So I'm trying to do a very simple boxplot of one continuous variable against one discrete yes/no variable, and for reasons I totally don't understand, I can't get the range bars to display for the "NO" values.
Here's a simplified dataset ... save in your working directory as "femplot.csv"
SEQN,LBXVBZ,smoke
73614,0.206,YES
73616,0.017,NO
73739,0.017,NO
73751,0.135,YES
73763,0.237,YES
73766,0.017,NO
73805,0.19,YES
73848,0.017,NO
73914,0.198,YES
73924,0.017,NO
73938,0.161,YES
73975,0.167,YES
74006,0.031,YES
74007,0.017,NO
74008,0.017,NO
74022,0.147,YES
74046,0.017,NO
74054,0.017,NO
74091,0.156,YES
74101,0.179,YES
74141,0.106,NO
74150,0.115,YES
74154,0.017,NO
74160,0.017,NO
74173,0.035,NO
74180,0.017,NO
74195,0.017,NO
74211,0.017,NO
74221,0.078,YES
Now here's my code ... I'm trying this both using the R-native boxplot function and ggplot, with the same result:
library(ggplot2)
femplot <- read.csv("femplot.csv")
boxplot(LBXVBZ~smoke, data = femplot)
ggplot(data = femplot, aes(x=smoke, y=LBXVBZ))+
stat_boxplot(geom="errorbar", width=0.5, coef = 10)+
geom_boxplot()+
stat_summary(fun = "mean", shape=23, color="red")+
labs(x="Smoker", y="Benzene"),
title = "Distribution of blood benzene levels among smokers/nonsmokers")
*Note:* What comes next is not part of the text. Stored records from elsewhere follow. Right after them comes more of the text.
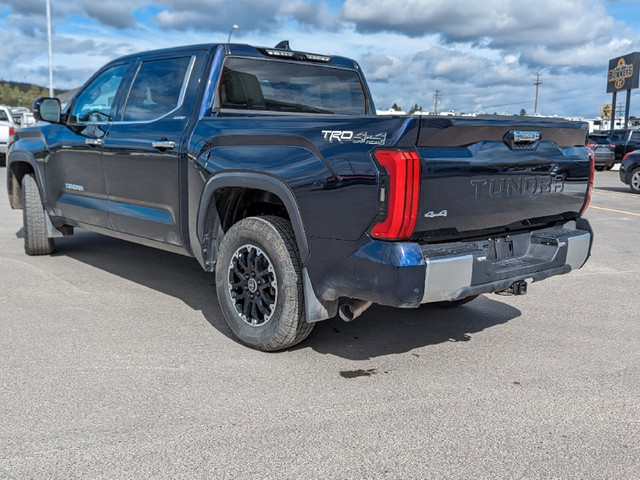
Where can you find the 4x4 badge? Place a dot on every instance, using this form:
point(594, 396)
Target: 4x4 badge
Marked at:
point(432, 214)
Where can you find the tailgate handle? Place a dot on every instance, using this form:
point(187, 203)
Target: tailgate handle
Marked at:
point(94, 142)
point(522, 139)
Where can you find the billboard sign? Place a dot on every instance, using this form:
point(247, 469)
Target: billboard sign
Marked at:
point(623, 72)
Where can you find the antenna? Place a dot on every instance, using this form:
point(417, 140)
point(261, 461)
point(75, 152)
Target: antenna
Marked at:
point(283, 45)
point(537, 83)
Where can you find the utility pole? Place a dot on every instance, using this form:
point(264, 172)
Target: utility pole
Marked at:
point(537, 83)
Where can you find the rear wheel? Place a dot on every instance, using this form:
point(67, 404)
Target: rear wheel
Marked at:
point(634, 180)
point(34, 220)
point(259, 284)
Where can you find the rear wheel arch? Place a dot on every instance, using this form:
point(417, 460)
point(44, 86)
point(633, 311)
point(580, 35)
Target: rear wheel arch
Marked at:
point(634, 180)
point(231, 196)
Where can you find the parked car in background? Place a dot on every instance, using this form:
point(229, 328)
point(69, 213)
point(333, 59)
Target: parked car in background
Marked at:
point(625, 140)
point(630, 171)
point(603, 151)
point(7, 130)
point(22, 117)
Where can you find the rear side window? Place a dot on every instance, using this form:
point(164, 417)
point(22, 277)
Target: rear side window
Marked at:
point(157, 88)
point(617, 136)
point(252, 84)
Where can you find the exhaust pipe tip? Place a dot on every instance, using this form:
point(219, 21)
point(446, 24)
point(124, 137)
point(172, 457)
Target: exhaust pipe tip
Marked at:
point(353, 309)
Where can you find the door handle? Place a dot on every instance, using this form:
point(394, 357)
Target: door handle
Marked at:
point(94, 142)
point(163, 144)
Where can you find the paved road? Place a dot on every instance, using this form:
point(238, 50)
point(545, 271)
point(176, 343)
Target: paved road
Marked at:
point(115, 363)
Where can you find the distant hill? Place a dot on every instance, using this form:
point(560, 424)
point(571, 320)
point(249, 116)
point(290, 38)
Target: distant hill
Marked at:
point(20, 94)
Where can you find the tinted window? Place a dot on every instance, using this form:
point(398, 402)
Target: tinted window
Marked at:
point(250, 84)
point(156, 89)
point(95, 103)
point(597, 139)
point(617, 136)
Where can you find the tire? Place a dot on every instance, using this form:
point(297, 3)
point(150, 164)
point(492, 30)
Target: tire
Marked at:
point(36, 241)
point(456, 303)
point(259, 284)
point(634, 180)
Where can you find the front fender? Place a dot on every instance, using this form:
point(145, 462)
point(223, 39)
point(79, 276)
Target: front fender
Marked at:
point(19, 164)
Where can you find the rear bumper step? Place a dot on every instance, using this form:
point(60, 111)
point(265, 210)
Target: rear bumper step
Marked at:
point(456, 271)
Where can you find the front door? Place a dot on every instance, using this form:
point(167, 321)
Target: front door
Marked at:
point(76, 188)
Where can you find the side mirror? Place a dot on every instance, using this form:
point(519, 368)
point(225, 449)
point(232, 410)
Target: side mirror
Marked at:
point(47, 109)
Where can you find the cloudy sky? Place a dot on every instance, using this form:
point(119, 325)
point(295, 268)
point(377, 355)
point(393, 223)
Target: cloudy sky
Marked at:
point(480, 55)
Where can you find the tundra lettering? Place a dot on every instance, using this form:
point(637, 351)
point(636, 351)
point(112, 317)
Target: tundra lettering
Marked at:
point(517, 186)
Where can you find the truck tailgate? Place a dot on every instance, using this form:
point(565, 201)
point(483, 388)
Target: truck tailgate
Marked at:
point(493, 174)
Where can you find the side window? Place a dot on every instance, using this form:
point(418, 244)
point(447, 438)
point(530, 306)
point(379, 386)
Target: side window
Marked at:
point(616, 137)
point(95, 103)
point(157, 89)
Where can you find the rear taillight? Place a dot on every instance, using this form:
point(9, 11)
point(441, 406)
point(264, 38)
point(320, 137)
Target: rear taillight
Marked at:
point(399, 194)
point(592, 168)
Here's the output. Note that there's a box and range lines on the "YES" values, but none for the "NO". In point of fact the box is vanishingly small for "NO", so that's just fine, but I should still get rangelines, since there are dots to show a range. I haven't bothered to include the image for the standard boxplot output but it's equivalent.